I do it almost daily too. What _is_ rare, is finding a commit message that tells me anything useful that I couldn't have derived from the diff also. I don't need your life story, but sometimes some context about why something was needed is great.
Author here. Yes, the diff should tell you more, but you shouldn't need to look at the diff until you have an idea what the contents of that diff are about. It's like the links on the hacker news home page -- clicking them will always tell you more, but the index should be geared for the use case, which is scanning, typically.
I'm not sure that suits everyone's most common use case. (I'm not arguing that it may well suit yours.) I guess on paper it makes sense that commit messages are the top-level entry point to changes. But since we're packaging up a lot of our work in merge requests, the commit messages already get snowed under. Folks arrive in a merge request, and often can't care less about the commit messages that make up the merge request, they may read the message on the merge request, familiarize themselves (ideally) with the story in (ugh) Jira, and then jump to the diff for the review they came there to do. It's the later version of you that is browsing through the code base and wants to understand how a certain current piece of code came about, who then clicks on the gutter in, let's say, IntelliJ, and clicks through to the commit, where both the diff and the commit message are shown.
Indeed, and since we don’t do pull requests (we pair, mob, and/or do live code reviews), the after-the-fact git blame or the git log to see what has changed recently is what tends to matter.
I agree that when I did PRs I didn’t tend to care about the commit messages when I was reviewing them, but even when I did do PRs I cared about them later any time I was trying to understand how, why, or who forensically.
Exactly. Im in git history all the time. But the messages themselves…eh. Im basically always looking for a change in a specific file or set of files, and then I just pull up the diffs.
It is so odd to me as I don't remember a single instance during my 10 years of experience having done that. Only if I was asked by someone else in the org why something is the way it is have I gone to history to see what the ticket number is for the referred change to get an explanation and this is more related to the product.

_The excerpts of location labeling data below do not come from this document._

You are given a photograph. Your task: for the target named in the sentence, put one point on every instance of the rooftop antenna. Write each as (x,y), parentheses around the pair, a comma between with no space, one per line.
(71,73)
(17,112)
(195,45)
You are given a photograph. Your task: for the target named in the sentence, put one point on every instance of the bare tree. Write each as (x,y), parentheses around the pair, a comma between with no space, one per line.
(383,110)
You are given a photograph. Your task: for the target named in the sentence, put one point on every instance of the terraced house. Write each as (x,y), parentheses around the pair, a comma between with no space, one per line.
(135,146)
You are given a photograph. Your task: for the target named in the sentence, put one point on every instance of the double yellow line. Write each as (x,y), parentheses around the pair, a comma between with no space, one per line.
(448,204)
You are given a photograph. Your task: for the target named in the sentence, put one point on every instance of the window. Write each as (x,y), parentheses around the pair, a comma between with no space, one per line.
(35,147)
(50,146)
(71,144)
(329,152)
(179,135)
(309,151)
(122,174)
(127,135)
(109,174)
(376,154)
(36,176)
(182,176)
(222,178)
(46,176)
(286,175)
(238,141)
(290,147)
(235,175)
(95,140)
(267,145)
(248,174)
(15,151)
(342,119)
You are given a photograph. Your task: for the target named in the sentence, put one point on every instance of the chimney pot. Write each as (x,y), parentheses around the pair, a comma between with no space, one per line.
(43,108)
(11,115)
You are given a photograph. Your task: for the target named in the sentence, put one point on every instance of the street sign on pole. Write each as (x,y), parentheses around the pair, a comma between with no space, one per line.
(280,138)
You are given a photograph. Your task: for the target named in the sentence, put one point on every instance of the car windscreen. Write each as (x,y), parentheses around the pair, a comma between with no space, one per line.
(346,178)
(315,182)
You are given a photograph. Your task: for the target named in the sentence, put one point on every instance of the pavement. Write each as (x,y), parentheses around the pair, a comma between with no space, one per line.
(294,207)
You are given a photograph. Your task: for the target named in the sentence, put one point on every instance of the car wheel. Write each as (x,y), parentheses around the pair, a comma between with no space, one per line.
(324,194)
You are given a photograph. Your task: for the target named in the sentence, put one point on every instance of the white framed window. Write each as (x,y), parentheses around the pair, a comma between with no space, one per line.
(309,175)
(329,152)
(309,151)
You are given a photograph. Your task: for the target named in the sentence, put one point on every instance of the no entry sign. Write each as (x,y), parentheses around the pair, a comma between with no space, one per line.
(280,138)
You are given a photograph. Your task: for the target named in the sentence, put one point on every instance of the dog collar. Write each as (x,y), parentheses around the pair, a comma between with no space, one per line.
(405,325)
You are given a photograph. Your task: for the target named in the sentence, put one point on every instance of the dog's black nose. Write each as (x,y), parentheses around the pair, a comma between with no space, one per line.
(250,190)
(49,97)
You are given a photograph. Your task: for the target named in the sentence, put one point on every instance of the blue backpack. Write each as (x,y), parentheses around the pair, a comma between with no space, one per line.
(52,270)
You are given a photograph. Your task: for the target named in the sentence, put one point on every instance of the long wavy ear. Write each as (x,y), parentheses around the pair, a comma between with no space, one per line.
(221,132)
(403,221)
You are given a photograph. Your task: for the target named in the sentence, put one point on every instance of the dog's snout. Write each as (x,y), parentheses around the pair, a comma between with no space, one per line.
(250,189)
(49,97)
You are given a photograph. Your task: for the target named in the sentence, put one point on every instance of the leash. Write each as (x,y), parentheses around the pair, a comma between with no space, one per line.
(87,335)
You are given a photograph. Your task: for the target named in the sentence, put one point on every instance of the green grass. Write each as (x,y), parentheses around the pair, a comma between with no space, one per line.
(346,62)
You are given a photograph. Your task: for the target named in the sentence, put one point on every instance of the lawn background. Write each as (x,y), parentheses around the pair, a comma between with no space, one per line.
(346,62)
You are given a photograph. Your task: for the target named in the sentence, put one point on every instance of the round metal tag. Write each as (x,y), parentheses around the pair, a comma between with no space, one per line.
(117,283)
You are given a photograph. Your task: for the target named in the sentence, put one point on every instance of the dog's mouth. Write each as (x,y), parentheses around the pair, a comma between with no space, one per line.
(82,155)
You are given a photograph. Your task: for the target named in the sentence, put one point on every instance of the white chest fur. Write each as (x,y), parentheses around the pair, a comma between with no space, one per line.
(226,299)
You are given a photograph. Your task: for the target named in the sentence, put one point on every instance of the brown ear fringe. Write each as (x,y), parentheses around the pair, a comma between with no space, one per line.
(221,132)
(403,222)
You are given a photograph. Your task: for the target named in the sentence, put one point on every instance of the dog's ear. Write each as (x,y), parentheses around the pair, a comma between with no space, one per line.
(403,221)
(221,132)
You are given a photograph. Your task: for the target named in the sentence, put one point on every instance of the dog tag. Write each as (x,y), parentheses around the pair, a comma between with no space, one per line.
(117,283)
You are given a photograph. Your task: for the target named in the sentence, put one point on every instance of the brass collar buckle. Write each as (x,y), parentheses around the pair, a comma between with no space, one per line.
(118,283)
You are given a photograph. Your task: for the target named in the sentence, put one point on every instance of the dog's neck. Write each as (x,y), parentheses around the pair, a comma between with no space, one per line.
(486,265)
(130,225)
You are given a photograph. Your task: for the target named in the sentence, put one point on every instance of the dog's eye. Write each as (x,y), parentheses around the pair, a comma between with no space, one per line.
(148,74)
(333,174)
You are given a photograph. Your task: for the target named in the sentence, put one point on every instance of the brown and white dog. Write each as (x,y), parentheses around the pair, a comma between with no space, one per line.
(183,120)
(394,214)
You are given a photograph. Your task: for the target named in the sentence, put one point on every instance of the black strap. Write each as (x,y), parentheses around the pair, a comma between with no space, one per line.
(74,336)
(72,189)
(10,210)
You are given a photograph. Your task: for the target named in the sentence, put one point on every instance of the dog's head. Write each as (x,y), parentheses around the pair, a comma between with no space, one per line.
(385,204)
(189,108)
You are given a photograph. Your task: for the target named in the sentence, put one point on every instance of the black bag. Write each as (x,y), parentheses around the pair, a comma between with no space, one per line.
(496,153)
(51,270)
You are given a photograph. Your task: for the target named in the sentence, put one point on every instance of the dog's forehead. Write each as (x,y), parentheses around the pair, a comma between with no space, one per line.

I wonder what is so different about our workflows, that some people do it all the time and others almost never.
Are we working on somehow very different things.
To me I find that code is the source of truth and current state, it doesn't really matter to me as much why or how something came to be as I look more into how I can make the current thing work with what I am to do.
I do, and I also work on legacy systems. It just never occurs to me that commit history would somehow help me instead of just looking at the current state of the code.
I would say however that the commit messages mostly are just squashed pull requests with ticket names and single sentence so I'd agree that they wouldn't be very good for that purpose, but I don't see anyone at the org complaining about this.
It's mostly on the Internet I read how others use the git history, but I haven't seen anyone really doing a lot of that in real life.
> I would say however that the commit messages mostly are just squashed pull requests with ticket names and single sentence so I'd agree that they wouldn't be very good for that purpose, but I don't see anyone at the org complaining about this.
For me it's usually blame, look for a line that hasn't been touched by some triviality, then from that commit message either to a ticket reference, or, if absent or unavailable, to history shortly before and after. So yes, I do look at old history. In a codebase that has seen a lot of squash rewriting that won't be of much help of course.